Saturday, September 08, 2007

The Cakester



I was doing good. I really was. I mean, months would go by before I'd cave in and sate my Oreo desires. I could leave them alone... I really could! But then I saw this insidious little ad, with kids whispering about Oreo Cakesters...and I knew it would only be a matter of time before marketing genius coaxed my brain into reaching for the blue packaged goodness.

Today was that day.

I had spent fifteen minutes in the fresh produce aisle, feeling really good about my bags of radishes, lettuce, cilantro and other green healthy things. I even stopped off to pick up more Naked Juice, with it's all natural splendor. But as I tried to bypass the cookie section, there was some otherworldly force that steered my squeeky shopping cart wheels down the aisle. And there they were.... jutting out in a display that almost sang of their delectableness. They were on sale, even. How could I deny their siren song?

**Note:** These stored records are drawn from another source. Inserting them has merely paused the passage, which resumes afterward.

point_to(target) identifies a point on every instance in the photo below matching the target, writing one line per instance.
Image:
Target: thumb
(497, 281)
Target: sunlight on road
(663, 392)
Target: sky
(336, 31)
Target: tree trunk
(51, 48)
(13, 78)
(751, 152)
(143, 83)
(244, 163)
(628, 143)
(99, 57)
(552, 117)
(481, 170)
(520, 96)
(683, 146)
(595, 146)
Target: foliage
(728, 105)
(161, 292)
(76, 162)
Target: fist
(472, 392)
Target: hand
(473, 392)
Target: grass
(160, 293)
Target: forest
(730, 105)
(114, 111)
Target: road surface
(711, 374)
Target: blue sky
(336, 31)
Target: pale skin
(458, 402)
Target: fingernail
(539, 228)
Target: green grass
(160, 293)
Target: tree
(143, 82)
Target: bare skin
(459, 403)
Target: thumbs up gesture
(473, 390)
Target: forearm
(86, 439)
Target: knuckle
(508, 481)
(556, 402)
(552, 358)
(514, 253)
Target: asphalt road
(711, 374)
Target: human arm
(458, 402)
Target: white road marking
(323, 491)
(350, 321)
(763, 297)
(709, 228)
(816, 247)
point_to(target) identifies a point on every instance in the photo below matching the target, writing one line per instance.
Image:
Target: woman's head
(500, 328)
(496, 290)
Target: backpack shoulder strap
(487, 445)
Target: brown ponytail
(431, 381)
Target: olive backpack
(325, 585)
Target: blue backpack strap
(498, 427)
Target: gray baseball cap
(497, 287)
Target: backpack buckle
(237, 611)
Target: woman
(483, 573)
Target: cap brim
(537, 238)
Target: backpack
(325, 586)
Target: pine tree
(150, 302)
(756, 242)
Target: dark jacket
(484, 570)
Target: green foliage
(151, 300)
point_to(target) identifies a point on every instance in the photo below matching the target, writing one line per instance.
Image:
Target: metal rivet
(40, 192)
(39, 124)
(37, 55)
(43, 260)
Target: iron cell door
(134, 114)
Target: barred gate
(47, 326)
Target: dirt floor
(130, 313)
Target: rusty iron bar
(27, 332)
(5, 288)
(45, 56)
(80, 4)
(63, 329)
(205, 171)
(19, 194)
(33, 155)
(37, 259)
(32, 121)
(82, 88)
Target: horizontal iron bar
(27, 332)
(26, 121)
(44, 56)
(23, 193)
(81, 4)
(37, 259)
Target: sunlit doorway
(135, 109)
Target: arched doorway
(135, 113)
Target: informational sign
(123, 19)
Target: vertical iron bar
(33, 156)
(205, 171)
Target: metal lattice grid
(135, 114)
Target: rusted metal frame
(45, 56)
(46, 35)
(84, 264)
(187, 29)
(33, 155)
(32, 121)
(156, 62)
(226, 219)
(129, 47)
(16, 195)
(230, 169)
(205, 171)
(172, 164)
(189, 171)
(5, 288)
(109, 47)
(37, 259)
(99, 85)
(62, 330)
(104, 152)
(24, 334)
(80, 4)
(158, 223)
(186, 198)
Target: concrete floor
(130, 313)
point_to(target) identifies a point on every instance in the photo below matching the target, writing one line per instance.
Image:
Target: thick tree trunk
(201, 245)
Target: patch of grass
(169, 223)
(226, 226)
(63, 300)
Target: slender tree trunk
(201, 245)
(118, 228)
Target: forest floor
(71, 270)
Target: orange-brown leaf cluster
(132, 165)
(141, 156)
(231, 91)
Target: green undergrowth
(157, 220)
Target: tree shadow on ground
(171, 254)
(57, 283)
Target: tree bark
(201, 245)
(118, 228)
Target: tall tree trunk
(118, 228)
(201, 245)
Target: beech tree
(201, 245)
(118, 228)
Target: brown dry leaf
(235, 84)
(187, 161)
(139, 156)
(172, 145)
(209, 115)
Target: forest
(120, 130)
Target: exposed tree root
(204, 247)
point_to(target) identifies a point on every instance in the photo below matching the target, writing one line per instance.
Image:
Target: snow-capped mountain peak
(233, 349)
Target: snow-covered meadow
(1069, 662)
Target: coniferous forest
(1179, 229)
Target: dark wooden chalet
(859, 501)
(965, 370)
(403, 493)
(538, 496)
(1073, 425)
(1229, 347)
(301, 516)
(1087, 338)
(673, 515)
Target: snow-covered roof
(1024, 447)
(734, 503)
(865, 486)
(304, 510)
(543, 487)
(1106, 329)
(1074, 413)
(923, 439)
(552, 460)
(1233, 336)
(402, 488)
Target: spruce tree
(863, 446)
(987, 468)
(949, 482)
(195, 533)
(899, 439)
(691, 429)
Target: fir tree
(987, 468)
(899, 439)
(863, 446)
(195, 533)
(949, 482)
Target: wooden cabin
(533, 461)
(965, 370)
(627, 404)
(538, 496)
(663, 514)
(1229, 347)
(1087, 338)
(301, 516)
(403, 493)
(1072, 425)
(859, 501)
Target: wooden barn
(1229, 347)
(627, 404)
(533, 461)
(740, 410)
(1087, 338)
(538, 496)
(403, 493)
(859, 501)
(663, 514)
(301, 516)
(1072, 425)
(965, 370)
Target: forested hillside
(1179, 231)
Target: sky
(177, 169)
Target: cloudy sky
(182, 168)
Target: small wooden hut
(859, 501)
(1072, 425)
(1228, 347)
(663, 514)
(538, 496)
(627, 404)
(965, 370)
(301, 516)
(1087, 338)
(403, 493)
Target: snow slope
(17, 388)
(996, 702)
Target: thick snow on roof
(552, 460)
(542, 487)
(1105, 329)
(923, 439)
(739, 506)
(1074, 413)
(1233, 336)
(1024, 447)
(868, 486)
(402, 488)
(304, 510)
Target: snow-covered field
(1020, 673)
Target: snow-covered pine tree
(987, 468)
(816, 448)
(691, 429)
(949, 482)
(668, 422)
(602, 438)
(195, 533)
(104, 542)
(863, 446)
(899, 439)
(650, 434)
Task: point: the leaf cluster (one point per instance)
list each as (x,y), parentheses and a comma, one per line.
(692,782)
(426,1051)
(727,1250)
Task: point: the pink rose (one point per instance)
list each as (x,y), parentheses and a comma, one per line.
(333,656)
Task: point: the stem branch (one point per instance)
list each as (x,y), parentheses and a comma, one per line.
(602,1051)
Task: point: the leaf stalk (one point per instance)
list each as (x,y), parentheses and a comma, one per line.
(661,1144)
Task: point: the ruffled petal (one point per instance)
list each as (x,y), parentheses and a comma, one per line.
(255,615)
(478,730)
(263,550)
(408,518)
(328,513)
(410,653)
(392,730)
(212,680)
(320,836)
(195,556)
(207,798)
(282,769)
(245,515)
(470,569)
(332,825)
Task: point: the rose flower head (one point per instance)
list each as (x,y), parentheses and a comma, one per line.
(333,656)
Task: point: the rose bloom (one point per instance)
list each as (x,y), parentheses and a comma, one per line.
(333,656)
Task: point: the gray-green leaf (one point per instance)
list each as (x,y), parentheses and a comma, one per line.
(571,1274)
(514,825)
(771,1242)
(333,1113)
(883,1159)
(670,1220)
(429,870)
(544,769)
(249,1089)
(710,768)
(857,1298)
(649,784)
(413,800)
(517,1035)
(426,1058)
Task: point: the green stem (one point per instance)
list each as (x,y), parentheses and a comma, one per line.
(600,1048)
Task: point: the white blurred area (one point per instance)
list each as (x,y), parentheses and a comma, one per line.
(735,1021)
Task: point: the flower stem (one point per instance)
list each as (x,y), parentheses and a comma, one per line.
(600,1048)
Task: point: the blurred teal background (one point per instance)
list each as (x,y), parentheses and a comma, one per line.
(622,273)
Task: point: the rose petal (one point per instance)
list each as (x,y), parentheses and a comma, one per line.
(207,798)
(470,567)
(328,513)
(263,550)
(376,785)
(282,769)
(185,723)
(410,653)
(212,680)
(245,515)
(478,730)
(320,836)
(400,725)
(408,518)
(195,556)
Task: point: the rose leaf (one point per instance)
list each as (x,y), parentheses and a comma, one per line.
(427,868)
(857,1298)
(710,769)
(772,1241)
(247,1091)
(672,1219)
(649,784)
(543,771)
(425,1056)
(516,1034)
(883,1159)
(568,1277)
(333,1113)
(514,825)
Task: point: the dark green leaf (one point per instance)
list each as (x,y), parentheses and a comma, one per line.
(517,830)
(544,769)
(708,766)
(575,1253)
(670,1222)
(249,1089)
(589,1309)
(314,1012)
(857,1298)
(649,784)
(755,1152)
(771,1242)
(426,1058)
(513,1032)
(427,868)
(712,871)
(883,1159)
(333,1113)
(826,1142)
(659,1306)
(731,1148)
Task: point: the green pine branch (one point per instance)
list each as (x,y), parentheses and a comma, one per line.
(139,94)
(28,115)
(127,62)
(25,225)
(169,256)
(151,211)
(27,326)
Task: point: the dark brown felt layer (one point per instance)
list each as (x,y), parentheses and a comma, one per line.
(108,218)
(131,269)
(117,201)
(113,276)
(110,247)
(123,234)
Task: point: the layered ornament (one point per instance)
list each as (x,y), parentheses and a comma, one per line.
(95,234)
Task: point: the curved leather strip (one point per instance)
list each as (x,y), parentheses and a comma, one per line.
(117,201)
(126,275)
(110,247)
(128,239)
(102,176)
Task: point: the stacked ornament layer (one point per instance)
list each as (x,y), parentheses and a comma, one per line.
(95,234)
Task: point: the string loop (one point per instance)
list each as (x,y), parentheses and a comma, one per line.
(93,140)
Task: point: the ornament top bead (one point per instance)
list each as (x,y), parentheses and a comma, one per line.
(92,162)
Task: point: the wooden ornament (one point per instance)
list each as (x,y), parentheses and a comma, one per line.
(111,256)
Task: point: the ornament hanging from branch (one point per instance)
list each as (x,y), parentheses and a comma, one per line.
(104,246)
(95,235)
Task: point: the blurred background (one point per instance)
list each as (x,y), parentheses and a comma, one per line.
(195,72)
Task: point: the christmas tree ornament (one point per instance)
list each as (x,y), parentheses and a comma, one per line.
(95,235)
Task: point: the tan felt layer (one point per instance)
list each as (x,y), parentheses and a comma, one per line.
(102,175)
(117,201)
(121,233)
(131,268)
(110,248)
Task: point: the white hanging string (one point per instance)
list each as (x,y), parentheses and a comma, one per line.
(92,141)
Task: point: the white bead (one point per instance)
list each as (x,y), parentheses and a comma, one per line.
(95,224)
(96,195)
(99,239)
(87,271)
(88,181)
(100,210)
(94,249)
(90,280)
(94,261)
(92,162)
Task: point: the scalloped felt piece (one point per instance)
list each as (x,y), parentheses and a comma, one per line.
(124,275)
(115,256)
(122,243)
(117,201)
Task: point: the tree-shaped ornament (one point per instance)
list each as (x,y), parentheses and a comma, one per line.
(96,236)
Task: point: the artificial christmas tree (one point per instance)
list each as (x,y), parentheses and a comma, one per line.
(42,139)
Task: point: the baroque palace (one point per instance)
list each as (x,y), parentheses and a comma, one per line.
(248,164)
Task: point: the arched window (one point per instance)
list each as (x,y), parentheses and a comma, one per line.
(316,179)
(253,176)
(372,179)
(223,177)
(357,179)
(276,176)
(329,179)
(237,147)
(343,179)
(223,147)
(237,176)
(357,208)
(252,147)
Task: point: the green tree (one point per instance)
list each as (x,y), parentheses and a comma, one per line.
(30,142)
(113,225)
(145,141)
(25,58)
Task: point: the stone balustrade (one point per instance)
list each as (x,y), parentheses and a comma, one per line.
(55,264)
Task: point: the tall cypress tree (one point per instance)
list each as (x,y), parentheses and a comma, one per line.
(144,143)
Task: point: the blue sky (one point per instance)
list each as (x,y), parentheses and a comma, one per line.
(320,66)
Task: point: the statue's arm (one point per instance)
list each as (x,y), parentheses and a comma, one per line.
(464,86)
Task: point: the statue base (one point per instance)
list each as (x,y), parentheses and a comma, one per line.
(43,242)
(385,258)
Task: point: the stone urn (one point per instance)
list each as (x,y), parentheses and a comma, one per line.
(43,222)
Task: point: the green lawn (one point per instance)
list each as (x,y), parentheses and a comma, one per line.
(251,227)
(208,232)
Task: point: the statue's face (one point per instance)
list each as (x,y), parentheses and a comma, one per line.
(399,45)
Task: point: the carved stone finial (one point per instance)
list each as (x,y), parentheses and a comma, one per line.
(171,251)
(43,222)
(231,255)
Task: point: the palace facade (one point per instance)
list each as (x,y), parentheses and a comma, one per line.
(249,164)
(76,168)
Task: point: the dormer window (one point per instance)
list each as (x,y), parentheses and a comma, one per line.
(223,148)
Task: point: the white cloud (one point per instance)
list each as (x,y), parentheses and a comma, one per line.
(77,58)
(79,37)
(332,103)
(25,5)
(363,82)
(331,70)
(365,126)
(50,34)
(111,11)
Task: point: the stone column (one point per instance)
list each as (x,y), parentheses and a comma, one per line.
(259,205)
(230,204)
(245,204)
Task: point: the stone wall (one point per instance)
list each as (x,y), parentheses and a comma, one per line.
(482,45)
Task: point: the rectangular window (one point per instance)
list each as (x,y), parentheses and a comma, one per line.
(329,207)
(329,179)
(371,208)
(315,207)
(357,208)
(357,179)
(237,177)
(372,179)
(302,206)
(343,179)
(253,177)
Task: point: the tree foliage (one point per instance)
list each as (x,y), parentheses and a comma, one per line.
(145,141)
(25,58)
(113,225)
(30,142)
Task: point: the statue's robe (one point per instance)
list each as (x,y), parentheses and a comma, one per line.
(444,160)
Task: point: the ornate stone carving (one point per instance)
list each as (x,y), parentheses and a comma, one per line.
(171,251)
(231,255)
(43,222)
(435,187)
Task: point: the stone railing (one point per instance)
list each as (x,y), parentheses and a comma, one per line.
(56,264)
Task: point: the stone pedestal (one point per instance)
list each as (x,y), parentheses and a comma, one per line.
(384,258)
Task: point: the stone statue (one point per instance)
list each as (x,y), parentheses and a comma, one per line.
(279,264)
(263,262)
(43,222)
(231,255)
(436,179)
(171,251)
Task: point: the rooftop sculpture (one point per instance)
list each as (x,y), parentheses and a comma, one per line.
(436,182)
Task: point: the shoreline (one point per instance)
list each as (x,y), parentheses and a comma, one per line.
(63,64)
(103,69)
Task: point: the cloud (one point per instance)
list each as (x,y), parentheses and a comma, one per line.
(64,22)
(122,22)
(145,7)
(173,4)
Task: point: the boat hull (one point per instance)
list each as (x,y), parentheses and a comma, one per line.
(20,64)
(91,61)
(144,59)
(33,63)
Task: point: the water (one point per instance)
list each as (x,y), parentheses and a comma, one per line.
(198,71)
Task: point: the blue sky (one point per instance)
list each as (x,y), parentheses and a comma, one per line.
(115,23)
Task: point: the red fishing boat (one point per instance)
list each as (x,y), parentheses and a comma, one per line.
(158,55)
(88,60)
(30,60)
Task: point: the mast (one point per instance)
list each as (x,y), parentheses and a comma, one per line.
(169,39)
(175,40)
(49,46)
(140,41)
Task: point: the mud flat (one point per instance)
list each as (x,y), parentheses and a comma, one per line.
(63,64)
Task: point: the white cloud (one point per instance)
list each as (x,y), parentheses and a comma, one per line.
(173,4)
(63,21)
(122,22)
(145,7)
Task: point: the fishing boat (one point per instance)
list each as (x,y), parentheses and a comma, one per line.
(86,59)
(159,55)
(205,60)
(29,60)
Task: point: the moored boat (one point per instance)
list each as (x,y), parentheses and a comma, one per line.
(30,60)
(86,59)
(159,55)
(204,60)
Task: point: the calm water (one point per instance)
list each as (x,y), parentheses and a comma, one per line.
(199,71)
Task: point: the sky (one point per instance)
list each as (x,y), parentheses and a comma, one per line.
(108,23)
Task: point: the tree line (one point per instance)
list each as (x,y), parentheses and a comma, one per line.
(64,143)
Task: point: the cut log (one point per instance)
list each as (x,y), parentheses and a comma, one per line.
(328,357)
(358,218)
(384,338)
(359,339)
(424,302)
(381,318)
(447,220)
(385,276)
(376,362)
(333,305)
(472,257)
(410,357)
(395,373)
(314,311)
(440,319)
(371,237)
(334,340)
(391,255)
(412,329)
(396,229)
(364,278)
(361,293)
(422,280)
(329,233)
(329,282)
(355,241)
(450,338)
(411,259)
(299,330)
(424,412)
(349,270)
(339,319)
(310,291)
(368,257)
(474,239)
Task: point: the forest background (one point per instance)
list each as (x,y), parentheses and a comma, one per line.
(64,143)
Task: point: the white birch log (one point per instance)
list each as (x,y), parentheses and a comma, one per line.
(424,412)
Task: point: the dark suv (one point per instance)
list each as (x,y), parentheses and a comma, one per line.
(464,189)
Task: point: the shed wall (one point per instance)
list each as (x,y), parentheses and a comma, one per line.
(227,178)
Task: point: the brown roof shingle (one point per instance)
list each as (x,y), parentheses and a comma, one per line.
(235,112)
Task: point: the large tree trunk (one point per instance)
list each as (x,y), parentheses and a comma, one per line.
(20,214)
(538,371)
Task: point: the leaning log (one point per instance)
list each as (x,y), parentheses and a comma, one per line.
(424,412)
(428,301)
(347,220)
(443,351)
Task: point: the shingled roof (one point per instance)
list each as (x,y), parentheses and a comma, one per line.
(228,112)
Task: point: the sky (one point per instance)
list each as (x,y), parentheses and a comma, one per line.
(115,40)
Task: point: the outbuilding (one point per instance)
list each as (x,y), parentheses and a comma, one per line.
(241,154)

I stuffed the box in my cart behind the green onions and bananas, and tried ignore to them. Tried to kid myself that I would actually make it home and perhaps have one with coffee. But as soon as I paid for my groceries and navigated my way through the parking lot, I ripped that box open and plucked one of the packages out to ride up front with me. I swear I heard it call shotgun.

But really, it never even made it that far. I shut the car door, tore open the packaging, and held aloft the vision of sweet delight. A giant, fluffy, creamy Oreo. Almost glistening. What kind of madmen work at Nabisco? Genius men, I'm telling you now...because these Cakesters are destined to be the go-to snack for many, many people. I can hear it now. "Dude... I need some Cakesters like...pronto."

They are evil, I tell you. Evil. Pure wickedness with creme filling and moist cakey layers. Don't even get me started on what kind of milkshake this will make.